J'ai du reste décelé un peu de malice dans vos propos, monsieur le ministre : vous avez bien compris que ma proposition de loi est relative au droit de propriété, mais vous me répondez que les domiciles sont déjà bien protégés. C'est comme si, à une proposition de loi portant sur les choux, vous répondiez : pour les carottes, il n'y a aucun problème. Je persiste, pour ma part, à vouloir parler de la propriété : c'est l'objet même de cette proposition de loi !

Vous m'avez dit aussi qu'au regard de l'« affaire Maryvonne » – du prénom de cette retraitée dont le pavillon avait été occupé par des squatteurs – , il n'y a pas de problème législatif. Mais cette affaire a eu lieu avant l'adoption de la fameuse loi de 2015, qui vise uniquement à renforcer la protection des domiciles. Si je reviens vers vous, c'est parce que nous avons eu connaissance, depuis cette affaire, d'autres cas d'occupation sans droit ni titre pour lesquels les propriétaires ne sont pas couverts par le dispositif actuel, car le logement en cause n'était pas considéré comme leur domicile. C'est pour ces logements, qui se situent dans une zone grise, que la question se pose.

Monsieur le ministre, je n'ai jamais parlé des résidences secondaires. Vous avez tout à fait raison sur un point : le domicile peut être la résidence principale ou la résidence secondaire. Pour le cas de Garges-lès-Gonesse, vous avez vous-même précisé qu'il s'agissait d'un logement vacant depuis plusieurs années, dont le propriétaire, devenu veuf, voulait revenir dans sa maison d'origine.

La réalité est complexe, mais la question juridique est au fond très simple : oui ou non, la propriété est-elle protégée dans ce pays ? Ne me répondez pas en me parlant de protection du domicile, car ce n'est pas la question. Ce que j'entends faire, par cette proposition de loi, c'est changer le schéma de réflexion sur ce sujet : il ne suffit pas de protéger la liberté individuelle, en l'espèce le domicile privé ; il faut aussi protéger la propriété.

Vous avez reconnu vous-même qu'à Garges-lès-Gonesse, le problème venait du fait que la plainte déposée par le propriétaire n'avait pas été suivie d'effets. Voilà pourquoi je propose de créer un délit pénal : si une plainte est déposée auprès du commissariat, alors une enquête de police sera transmise au procureur, qui entamera des poursuites.

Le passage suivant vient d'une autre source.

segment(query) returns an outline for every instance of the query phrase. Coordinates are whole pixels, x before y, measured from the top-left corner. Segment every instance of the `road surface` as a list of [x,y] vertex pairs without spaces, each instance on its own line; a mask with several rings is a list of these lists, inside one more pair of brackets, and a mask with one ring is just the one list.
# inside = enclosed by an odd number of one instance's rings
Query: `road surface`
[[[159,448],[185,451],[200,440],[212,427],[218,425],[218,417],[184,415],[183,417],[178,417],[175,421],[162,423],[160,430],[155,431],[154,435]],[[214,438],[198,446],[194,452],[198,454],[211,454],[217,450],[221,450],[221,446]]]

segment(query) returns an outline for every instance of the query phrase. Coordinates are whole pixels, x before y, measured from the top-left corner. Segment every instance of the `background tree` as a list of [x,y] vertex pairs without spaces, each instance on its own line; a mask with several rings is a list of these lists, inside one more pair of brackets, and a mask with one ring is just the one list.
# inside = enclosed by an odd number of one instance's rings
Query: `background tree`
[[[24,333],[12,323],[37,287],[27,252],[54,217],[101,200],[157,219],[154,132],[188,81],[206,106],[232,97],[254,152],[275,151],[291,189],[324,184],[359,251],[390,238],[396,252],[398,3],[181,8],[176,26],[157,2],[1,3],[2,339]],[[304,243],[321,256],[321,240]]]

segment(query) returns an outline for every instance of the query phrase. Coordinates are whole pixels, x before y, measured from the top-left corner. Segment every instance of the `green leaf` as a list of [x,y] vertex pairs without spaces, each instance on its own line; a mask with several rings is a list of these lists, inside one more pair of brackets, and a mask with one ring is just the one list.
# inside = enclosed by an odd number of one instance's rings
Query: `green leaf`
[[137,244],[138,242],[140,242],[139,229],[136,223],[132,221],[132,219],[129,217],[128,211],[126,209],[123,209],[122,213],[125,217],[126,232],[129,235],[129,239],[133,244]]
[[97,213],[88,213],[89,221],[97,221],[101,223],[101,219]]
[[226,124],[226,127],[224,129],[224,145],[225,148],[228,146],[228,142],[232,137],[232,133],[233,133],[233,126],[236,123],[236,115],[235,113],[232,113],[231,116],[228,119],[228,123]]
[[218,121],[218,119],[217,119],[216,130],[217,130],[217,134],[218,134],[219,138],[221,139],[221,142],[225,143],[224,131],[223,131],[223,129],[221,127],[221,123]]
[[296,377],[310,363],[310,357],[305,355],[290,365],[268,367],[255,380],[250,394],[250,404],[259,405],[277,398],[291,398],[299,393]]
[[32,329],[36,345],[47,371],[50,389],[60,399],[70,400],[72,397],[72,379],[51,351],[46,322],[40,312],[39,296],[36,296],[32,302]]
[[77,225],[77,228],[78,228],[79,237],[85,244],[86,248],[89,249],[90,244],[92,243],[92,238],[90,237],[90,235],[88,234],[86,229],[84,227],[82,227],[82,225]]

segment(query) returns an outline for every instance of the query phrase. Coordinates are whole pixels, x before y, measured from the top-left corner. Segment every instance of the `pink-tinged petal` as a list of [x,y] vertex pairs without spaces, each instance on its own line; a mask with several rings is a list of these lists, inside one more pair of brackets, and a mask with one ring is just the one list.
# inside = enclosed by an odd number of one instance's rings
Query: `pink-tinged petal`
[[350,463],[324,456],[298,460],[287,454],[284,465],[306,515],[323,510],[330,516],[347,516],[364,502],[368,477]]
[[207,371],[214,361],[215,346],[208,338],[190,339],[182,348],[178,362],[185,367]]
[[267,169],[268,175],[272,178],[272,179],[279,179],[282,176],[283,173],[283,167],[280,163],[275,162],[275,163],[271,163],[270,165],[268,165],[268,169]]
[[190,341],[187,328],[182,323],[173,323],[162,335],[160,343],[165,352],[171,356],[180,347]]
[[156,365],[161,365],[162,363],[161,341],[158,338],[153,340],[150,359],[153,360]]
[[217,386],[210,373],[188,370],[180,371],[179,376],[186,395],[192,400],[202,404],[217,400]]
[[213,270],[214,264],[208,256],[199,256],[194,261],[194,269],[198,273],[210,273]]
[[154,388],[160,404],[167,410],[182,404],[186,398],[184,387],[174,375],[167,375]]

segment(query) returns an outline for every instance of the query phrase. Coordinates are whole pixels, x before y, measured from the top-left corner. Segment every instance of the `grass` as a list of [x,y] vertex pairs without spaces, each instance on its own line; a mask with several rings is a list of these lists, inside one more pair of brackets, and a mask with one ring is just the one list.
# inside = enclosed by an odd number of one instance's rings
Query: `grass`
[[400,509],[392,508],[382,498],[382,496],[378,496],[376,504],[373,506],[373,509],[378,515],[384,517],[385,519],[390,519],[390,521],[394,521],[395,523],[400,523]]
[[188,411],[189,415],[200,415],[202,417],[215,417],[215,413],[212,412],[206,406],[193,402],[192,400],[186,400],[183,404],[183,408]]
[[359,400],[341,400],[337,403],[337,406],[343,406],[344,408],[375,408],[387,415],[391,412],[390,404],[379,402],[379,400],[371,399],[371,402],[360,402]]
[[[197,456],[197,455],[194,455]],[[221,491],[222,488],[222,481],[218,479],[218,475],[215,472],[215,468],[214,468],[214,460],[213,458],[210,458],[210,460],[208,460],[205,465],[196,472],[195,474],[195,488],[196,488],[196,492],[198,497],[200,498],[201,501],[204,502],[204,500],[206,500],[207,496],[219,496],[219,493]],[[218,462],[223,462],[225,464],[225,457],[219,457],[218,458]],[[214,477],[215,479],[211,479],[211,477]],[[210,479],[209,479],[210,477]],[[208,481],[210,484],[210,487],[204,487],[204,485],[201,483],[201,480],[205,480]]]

Vous voyez bien qu'il y a plusieurs manières d'aborder cette question. Ce que nous voulons, c'est renforcer la loi, la rendre plus efficace : de ce point de vue, un nouveau délit pénal serait dissuasif. Avant même d'aller porter plainte, le propriétaire pourra dire aux squatteurs qu'ils risquent trois ans de prison et 75 000 euros d'amende.